For three decades, Texas has been one of the most solid territories for the Republican Party. No Democrat has won a state election there since 1994 and Donald Trump won in the state by 14 points in the last presidential elections, but the political climate is starting to change. According to an analysis published by Newsweek, for the first time in many years, Texas Republicans are openly discussing whether they will be able to retain everything they control.
The most striking signal arrived on April 8, when the lieutenant governor of Texas, Dan Patrick, warned publicly that Republicans are going to have “a difficult time” to maintain the state House. It was not a minor phrase nor thrown into the air: Patrick directly linked that risk to the internal war between the different Republican factions in the Senate race. The warning was picked up by both Newsweek and The Texas Tribune and other Texan media.
The fight between Cornyn and Paxton aggravates the problem
The most delicate front is in the Senate race for John Cornyn's seat, in Republican hands since 1993. Cornyn and Attorney General Ken Paxton will face off in a runoff on May 26 after neither exceeded 50% in the primaries. That internal fight has opened a crack that Democrats believe they can exploit in November.

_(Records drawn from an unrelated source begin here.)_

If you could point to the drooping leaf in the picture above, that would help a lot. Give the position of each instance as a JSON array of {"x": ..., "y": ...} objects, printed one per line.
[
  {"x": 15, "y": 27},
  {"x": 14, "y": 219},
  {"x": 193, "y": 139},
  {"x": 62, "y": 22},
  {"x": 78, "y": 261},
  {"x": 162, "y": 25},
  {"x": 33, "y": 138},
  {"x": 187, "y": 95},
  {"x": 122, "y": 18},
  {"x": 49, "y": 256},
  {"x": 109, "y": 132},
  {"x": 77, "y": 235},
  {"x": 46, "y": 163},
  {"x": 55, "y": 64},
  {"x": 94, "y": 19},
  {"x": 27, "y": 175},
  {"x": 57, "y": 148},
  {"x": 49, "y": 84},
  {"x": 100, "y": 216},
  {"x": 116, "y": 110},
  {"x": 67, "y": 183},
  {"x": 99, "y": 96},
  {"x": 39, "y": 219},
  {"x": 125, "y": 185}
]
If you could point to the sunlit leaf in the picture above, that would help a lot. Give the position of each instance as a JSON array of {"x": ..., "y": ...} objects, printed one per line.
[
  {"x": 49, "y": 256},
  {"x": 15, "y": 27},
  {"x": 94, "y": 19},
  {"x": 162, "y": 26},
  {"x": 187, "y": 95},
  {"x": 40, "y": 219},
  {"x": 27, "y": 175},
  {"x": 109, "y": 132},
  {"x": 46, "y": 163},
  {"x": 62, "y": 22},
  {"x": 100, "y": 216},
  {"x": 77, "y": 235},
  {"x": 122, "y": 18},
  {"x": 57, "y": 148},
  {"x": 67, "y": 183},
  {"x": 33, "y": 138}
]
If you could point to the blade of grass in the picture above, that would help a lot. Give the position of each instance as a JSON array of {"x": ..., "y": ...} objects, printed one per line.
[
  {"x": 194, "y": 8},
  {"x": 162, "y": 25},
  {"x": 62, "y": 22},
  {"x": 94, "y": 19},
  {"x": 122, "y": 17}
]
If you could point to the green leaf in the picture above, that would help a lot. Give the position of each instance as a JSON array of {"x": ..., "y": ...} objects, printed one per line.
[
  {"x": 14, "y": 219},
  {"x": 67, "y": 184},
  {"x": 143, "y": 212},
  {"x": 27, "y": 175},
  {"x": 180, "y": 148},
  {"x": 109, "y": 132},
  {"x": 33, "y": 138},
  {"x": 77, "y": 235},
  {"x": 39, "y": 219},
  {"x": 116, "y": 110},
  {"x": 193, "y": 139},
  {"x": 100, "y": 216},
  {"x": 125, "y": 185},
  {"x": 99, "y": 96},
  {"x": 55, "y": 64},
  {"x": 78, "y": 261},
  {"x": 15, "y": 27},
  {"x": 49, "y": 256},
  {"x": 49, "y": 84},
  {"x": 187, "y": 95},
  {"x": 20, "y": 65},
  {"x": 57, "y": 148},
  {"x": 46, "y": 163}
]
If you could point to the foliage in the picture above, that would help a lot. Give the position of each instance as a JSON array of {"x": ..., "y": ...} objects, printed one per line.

According to Newsweek's analysis, Democrat James Talarico arrives at that scenario with a competitive public image and with polls showing very tight margins against either of the two possible Republican candidates. The magazine maintains that both GOP aspirants carry serious weaknesses for a general election: Cornyn due to political wear and tear and Paxton due to his high polarization and his judicial and impeachment history.
There are data that explain why the alarm goes off
The Republican alarm does not come only from an intuition. There are several recent data points that point in the same direction. In the March primaries, Democratic participation surpassed Republican participation in Texas for the first time in a midterm cycle since 2020, and it was the best Democratic figure of this type in many years. The Texas Tribune also highlighted that Democratic voters surpassed Republicans in a context of maximum mobilization in both parties.
Added to that is the late January shake-up in the 9th district of the state Senate, in Tarrant County. There, Democrat Taylor Rehmet won a special election in a territory that Trump had won by 17 points in 2024. The result was interpreted inside and outside of Texas as a warning sign for the GOP.
The republican stronghold remains standing, but no longer seems armored
Newsweek's analysis does not say that Texas has ceased to be Republican, and therein lies the key. What it suggests is something more subtle and more dangerous for the GOP: that the state no longer seems armored. The state House remains under Republican control and the gubernatorial race continues to be favorable for Greg Abbott, but the comfort margin is narrowing and retirements, open seats, and Democratic mobilization are putting real pressure on several areas of the state.
That climate change also has a demographic and electoral dimension. Texas is already a non-white majority state, with very strong growth in the so-called Texas Triangle -Dallas-Fort Worth, Houston and Austin-San Antonio- and with an increasingly disputed Latino vote. Newsweek maintains that part of the Latino support that helped Trump in 2024 shows signs of retreat, although Republican strategists qualify that the party's structural advantage remains important.
What it politically means that Texas enters a risk zone
If Texas ceases to be a comfortable territory for Republicans, the impact goes much further than a concrete election. We are talking about one of the great symbols of the conservative map of the United States, of a state enormous in population, economic weight, and political representation. That the Republican leadership itself admits concern in that area is already, by itself, a political news item of great caliber.
The conclusion Newsweek leaves is powerful: for the first time in two decades, in Texas Republicans no longer discuss only how much they are going to win, but how much they can lose.